Gays supported in Carroll Center works to help in "very isolated" county.

November 27, 1991|By Melody Simmons | Melody Simmons,Evening Sun Staff

The phone call had been typical of many calls that reach the small office at Western Maryland College. The caller, the manager of a Westminster retail store, felt he was being undermined at work because he is openly gay.

"An assistant manager had been cutting him down in front of other employees," said Wade Fannin, a 27-year-old WMC senior who founded the college's Lesbian and Gay Resource Center. "We went to his company and helped to get the problem resolved."

Since the center's help line opened in June, 300 such calls have been logged. In rural Carroll County, that is a surprising number, Fannin acknowledged.

"We face more opposition here in Carroll County than gay people do in Baltimore," Fannin said. "We're very isolated here. We need a support system."

The center has built a network of 100 gay and lesbian WMC students and a community outreach that involves 300 -- despite criticism from some county residents, a WMC trustee and the Ku Klux Klan, Fannin said. Winning the WMC's $1,000 Griswold-Zepp Award for Volunteerism this summer helped to legitimize his efforts on campus.

The organization has a core of 30 volunteer members. It sponsors campus events during "Coming Out Week" including a gala female-impersonator show and gay activist speakers.

In the tiny college-sponsored office in the basement of Blanche-Ward Hall, a makeshift pantry holds spaghetti and canned beans and spinach to feed needy AIDS patients in the county. Brochures and books are available for students who want information on gay relationships, AIDS prevention and other issues.

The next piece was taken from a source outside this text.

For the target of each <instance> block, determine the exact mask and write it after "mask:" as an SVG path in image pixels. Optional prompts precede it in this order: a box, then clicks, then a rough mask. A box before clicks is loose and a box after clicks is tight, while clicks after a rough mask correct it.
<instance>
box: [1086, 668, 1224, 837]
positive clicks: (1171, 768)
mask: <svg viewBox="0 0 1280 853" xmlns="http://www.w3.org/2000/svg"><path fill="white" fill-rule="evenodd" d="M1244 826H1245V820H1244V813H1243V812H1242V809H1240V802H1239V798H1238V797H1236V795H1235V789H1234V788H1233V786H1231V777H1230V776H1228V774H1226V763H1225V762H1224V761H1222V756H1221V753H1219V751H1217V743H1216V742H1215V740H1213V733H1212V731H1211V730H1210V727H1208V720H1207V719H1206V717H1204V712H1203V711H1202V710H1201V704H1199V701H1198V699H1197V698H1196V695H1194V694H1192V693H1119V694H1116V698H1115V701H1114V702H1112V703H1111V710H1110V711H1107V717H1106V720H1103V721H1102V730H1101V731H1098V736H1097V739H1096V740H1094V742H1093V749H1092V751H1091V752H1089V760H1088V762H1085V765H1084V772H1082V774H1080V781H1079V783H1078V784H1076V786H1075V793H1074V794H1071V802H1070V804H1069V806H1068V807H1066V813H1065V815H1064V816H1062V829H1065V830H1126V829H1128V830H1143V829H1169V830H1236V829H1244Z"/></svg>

"We try to use this [the center] as an educational tool," Fannin said. "We've been taught to feel badly about ourselves, so what we try to do here is to empower people."

Fannin and fellow volunteer Christine Pieper, of White Hall, estimated that 10 percent of Carroll County's 130,290 residents are gay. But that doesn't mean their cause is accepted around the small farming towns that populate the county.

A recent newspaper article on the center produced a vicious response. The day after publication, the resource center received a 10-page missive called the "Fag Rag."

The leaflet had Fannin's picture in it and disparaging articles about gays and lesbians, the AIDS virus and obituaries of AIDS victims. The incident was reported to county police and the FBI because of its hate mail status.

Fannin and the center's volunteers persist in their efforts, however.

"We've all been victims of hate and violence in one form or another," Fannin said. "It is much harder being gay here. This is a very conservative place and people are not open to change here. They are very resistant to change."

The experience of opening the center and help line have guided Fannin toward seeking an advanced degree in theology after he graduates next year. The estranged son of a fundamentalist United Church of Christ preacher, Fannin hopes to counsel others as a career.

"I put in 60 hours a week around here," he said. "These are people who have commitments in a lot of other places but have time to put in here. It's neat to see that kind of selfless giving. You don't see it much anymore."